I picked him up and ran towards the kitchen at the back of the house.  Only I ran into a kitchen FULL OF BLOODY PEOPLE who proceeded to comment on the horrendous smell following us as we hurriedly made our way to the bathroom.  I peeled off the swimsuit, chucked the poo down the loo and placed Leo firmly on the seat telling him to push any more that might be hiding up his bum OUT.  He told me to leave so I went in search of a bucket and a bottle of bleach to kill the swimsuit with.  Ten minutes later he called out that he'd finished.  Indeed he had!  I put him in his shorts and t-shirt and told him to in no uncertain terms to keep away from the pool.  I spent the next twenty minutes scrubbing my hands

THEN just before we left for home Leo and our host's daughter were whacking giant sized flip flops against the floor.  I didn't think anything of it until an older girl called out to me that they were smacking a huge frog.  OH YOU'RE SHI**ING ME. I placed India on a sofa and marched over to the pair of them who were laughing like mad people.  I took the flip flop from Leo's hand and asked him what he thought he was doing?  He said, 'we don't like frogs so we wanted to beat it.'  I hauled him off to a corner and told him that it was wrong to do anything like that to an animal.  That it was terrible to hurt something/anything and then made him go over to the motionless frog to say sorry.  He did, kind of.

The frog was as flat as a pancake but as the host's visiting mother from England tried to scoop it up with a shoe the thing croaked and hopped the hell off.  I NEARLY FAINTED.  I couldn't stand it a moment longer, so with two sweaty and grubby (and one very smelly) children I grabbed our bags along with other bits of paraphernalia and made for the exit.
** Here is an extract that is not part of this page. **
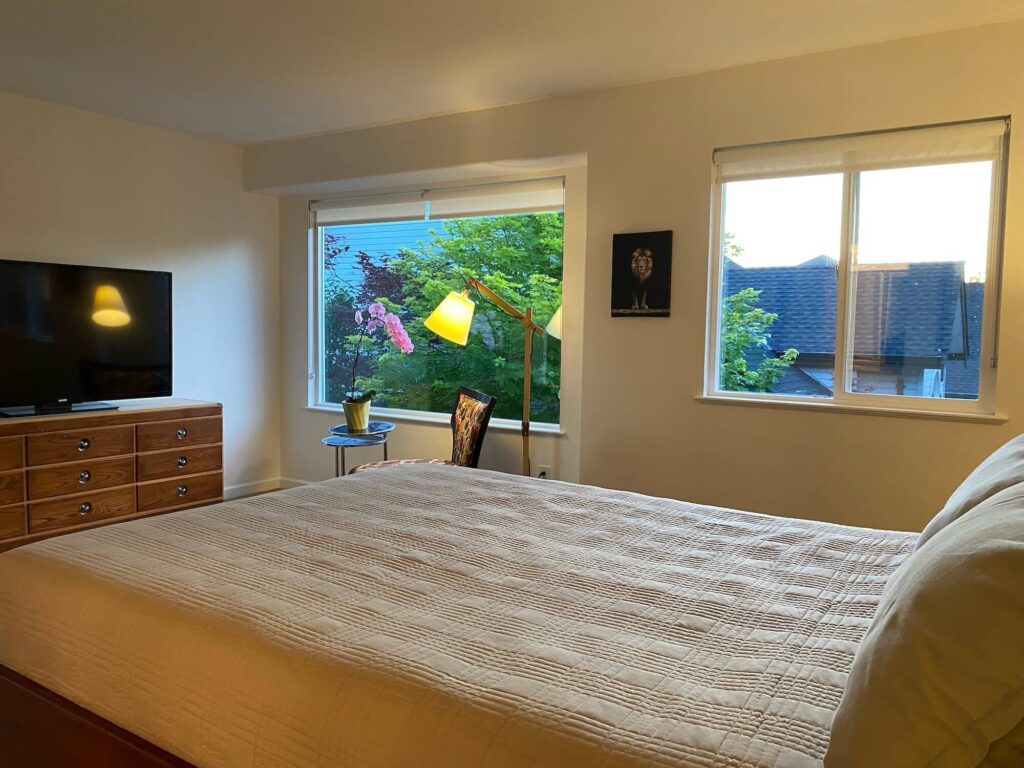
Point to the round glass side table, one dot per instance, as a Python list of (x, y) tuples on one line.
[(340, 438)]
And then as we were passing the host's visiting mother Leo looked up and told her that her granddaughter was 'really naughty.'  ARGGGGH.  I cuffed his ear and looking frazzled and grubby myself crawled into the car and swore that when Chris returns from Murchison (apparently tomorrow night) I'm locking myself away for a few days with a bottle of gin and a hundred bars of chocolate.